Here an abstract from NetFilter's Help that will help you to clarify how the Filtering Architecture is structured:

• Implement the event handlers from PFEvents or PFEventsDefault. Include ProtocolFilters\include\ProtocolFilters.h to use C++ API.
• Initialize the library with pf_init() call. Specify event handler functions and a folder for storing library files.
• If the library is used for filtering data hooked by NetFilterSDK driver, initialize nfapi library by passing to nf_init() a pointer to ProtocolFilters internal event handlers returned from pf_getNFEventHandler() function. Add the filtering rules.
• Build a chain of filters for each filtered connection in tcpConnected event handler. It is also possible to add filters later if needed. A filter deletes itself from a chain in case it detects a different protocol. So it is possible to build the same chain from available filters for all connections.
• Filter the classified objects in dataAvailable/dataPartAvailable events.
• To stop filtering, call nf_free() first to stop indicating events from driver, then call pf_free() to uninitialize the internal structures in ProtocolFilters.

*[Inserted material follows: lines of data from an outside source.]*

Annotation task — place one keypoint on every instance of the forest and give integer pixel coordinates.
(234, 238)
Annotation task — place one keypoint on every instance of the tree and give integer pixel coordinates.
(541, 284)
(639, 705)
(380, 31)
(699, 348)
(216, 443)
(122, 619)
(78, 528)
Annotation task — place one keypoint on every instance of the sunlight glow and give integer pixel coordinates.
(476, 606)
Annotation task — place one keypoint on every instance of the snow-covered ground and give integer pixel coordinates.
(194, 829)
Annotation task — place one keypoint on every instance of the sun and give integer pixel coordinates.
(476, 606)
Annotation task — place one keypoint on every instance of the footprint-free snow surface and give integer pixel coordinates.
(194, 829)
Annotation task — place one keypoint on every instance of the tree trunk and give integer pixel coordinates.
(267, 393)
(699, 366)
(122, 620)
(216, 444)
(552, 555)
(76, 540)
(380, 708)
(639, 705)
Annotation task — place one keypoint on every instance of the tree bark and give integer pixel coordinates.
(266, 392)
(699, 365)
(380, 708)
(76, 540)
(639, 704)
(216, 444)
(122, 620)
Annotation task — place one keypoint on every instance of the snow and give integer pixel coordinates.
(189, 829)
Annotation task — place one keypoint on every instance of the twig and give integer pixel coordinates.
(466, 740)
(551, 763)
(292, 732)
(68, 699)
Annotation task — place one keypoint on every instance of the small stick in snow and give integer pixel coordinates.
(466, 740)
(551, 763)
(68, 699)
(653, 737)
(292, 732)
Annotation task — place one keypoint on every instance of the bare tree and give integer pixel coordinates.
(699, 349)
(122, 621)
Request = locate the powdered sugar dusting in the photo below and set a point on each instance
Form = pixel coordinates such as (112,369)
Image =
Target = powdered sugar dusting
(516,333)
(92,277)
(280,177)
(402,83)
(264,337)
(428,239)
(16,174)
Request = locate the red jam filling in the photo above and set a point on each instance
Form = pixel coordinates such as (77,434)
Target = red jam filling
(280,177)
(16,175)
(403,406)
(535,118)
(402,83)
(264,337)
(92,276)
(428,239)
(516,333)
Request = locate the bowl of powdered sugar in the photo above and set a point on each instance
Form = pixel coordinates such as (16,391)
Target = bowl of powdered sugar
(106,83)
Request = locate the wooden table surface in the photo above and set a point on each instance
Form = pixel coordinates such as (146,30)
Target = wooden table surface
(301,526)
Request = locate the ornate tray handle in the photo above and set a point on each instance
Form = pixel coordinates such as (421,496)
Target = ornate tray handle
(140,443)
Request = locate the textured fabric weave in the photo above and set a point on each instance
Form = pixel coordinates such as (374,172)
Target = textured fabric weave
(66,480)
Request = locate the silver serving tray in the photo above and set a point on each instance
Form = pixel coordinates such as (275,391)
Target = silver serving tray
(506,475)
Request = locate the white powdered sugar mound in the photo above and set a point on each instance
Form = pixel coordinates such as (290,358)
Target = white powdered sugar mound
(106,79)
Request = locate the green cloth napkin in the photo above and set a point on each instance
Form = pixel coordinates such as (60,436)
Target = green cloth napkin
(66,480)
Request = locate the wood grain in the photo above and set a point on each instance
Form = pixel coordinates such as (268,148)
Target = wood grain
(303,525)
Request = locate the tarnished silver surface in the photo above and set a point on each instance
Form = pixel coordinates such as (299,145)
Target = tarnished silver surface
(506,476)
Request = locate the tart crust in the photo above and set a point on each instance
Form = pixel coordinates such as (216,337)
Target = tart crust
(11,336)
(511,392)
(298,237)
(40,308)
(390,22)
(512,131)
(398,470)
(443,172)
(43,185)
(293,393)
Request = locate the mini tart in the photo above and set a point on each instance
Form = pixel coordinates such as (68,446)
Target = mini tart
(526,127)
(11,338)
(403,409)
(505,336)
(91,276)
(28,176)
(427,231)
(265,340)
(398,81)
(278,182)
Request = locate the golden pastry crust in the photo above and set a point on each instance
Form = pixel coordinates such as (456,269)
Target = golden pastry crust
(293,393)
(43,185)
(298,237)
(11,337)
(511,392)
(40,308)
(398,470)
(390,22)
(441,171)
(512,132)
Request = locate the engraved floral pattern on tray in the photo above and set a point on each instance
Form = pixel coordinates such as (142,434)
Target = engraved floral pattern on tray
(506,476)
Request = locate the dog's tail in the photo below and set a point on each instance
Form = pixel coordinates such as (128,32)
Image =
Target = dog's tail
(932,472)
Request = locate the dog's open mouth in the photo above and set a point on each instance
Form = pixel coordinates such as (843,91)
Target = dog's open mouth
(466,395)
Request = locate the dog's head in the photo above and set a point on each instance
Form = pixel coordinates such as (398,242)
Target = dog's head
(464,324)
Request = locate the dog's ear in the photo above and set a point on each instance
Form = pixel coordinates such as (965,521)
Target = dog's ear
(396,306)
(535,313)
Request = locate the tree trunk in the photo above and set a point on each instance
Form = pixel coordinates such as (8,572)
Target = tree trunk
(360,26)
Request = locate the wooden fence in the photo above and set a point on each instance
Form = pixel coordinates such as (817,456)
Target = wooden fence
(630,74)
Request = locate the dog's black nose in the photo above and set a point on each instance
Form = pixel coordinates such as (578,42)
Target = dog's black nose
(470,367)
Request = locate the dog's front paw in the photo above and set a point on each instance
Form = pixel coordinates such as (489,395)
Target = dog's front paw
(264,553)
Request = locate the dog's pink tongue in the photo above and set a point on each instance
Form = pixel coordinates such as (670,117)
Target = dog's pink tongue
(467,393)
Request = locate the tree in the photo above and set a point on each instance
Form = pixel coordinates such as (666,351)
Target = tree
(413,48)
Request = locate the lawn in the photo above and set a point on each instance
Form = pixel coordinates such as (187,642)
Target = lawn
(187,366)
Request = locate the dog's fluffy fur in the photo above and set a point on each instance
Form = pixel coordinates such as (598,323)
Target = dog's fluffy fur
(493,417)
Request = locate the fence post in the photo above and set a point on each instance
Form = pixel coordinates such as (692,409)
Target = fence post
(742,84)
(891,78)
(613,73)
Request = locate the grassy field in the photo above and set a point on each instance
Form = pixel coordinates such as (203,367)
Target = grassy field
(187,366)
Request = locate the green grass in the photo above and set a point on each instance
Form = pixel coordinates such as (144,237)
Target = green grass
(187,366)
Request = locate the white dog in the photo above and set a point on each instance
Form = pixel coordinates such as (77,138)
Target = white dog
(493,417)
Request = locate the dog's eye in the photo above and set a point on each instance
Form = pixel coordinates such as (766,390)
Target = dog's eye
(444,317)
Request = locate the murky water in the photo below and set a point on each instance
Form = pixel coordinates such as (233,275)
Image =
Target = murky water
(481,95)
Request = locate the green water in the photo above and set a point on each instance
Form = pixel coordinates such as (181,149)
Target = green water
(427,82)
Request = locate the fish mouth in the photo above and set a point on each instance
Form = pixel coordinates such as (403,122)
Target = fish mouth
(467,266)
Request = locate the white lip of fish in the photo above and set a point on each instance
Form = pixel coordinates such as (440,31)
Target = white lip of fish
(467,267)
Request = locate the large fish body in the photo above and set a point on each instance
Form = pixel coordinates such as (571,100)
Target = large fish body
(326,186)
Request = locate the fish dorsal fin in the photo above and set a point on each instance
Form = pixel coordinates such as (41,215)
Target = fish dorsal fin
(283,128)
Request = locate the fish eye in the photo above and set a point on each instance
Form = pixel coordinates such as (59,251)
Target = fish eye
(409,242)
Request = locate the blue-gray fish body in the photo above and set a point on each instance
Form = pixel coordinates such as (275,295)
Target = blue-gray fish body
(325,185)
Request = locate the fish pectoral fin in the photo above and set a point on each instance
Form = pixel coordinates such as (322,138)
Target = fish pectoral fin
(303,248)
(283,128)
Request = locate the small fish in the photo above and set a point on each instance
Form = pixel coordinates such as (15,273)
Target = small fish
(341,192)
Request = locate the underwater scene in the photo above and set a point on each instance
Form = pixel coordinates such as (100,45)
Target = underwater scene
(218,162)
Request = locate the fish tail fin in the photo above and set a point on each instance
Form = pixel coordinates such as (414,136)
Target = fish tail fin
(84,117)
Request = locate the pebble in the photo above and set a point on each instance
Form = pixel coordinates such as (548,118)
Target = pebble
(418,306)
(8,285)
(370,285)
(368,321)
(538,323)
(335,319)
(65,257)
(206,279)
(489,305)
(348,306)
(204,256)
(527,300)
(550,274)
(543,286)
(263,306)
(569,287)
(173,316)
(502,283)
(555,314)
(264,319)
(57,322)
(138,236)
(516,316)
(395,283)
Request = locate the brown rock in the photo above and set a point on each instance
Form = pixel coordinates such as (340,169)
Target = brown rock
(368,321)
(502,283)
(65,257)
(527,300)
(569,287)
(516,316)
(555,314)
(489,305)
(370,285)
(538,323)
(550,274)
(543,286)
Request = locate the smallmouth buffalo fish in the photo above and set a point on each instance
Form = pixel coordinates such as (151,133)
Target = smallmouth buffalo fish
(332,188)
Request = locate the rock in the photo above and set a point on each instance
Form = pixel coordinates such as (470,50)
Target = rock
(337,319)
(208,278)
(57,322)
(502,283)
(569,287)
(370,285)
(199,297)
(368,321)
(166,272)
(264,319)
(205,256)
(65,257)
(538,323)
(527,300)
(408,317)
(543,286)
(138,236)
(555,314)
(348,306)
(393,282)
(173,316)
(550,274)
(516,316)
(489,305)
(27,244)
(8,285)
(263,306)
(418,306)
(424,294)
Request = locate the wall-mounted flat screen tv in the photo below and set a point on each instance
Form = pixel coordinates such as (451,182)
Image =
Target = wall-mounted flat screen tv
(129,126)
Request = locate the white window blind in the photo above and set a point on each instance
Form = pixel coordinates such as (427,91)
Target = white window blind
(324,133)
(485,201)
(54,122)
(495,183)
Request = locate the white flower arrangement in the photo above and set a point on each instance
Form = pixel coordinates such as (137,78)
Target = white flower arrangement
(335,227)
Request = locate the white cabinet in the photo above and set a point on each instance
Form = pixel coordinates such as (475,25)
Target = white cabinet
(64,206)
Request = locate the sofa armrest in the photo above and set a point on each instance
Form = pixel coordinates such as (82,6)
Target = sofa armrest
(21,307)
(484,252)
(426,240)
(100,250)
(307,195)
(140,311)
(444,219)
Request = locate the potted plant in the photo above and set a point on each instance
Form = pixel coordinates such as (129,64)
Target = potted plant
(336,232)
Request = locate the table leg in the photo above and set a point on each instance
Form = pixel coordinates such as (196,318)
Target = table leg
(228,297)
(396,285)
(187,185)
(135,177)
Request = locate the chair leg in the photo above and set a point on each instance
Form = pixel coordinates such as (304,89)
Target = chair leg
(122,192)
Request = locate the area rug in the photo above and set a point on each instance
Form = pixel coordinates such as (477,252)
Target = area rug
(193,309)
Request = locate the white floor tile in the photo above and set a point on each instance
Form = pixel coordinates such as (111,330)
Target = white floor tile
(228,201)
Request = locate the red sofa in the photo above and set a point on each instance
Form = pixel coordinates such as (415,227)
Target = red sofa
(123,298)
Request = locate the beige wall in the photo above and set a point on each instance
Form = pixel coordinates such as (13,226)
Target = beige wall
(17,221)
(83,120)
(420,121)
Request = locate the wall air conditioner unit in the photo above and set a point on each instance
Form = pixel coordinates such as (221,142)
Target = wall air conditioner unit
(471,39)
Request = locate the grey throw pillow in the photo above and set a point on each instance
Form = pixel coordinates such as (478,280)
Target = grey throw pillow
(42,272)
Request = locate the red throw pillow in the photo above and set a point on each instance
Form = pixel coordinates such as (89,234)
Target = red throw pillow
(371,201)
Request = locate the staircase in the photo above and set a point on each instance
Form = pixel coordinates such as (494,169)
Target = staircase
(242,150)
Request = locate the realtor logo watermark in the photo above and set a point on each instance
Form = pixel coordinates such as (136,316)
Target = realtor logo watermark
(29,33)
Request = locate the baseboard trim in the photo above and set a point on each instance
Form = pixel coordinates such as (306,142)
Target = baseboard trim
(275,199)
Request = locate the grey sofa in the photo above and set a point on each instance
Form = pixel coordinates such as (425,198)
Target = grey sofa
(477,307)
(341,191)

PFEvents handlers are executed in a context of a thread that calls input functions from pf_getNFEventHandler(). Nfapi indicates events from own separate thread, so it is necessary to synchronize access to variables used from event handlers and shared with other threads in your application, including the main thread.

Essentially the URL Filter needs to catch all Outgoing HTTP Requests and carve out from the packet the string that belong to the URL.

The first operation is to develop a class that is able to manage Packet Filtering Events:

class DumpFilter : public PFEventsDefault
{
public:
        DumpFilter()
        {
        }

        virtual void tcpConnected(nfapi::ENDPOINT_ID id, 
				nfapi::PNF_TCP_CONN_INFO pConnInfo)
        {
                if (pConnInfo->direction == NF_D_OUT)
                {
                        pf_addFilter(id, FT_HTTP, FF_READ_ONLY_OUT | FF_READ_ONLY_IN);
                }
        }

        void dataAvailable(nfapi::ENDPOINT_ID id, PFObject * object)
        {
                if (object->getType() == OT_HTTP_REQUEST)
                {
                        HttpUserActivity(object);
                }                       
        }
};

Let's explain a bit the member functions of this class. Basically this class belongs to PFEventsDefault EventHandler. In our application, we have basically to manage the kind of connection that we want to filter. This task is accomplished by tcpConnected() function where we add or remove the Protocol that we want to filter by using pf_addFilter(). In our case, we have to filter only HTTP Requests so the constant value to use is given by FT_HTTP.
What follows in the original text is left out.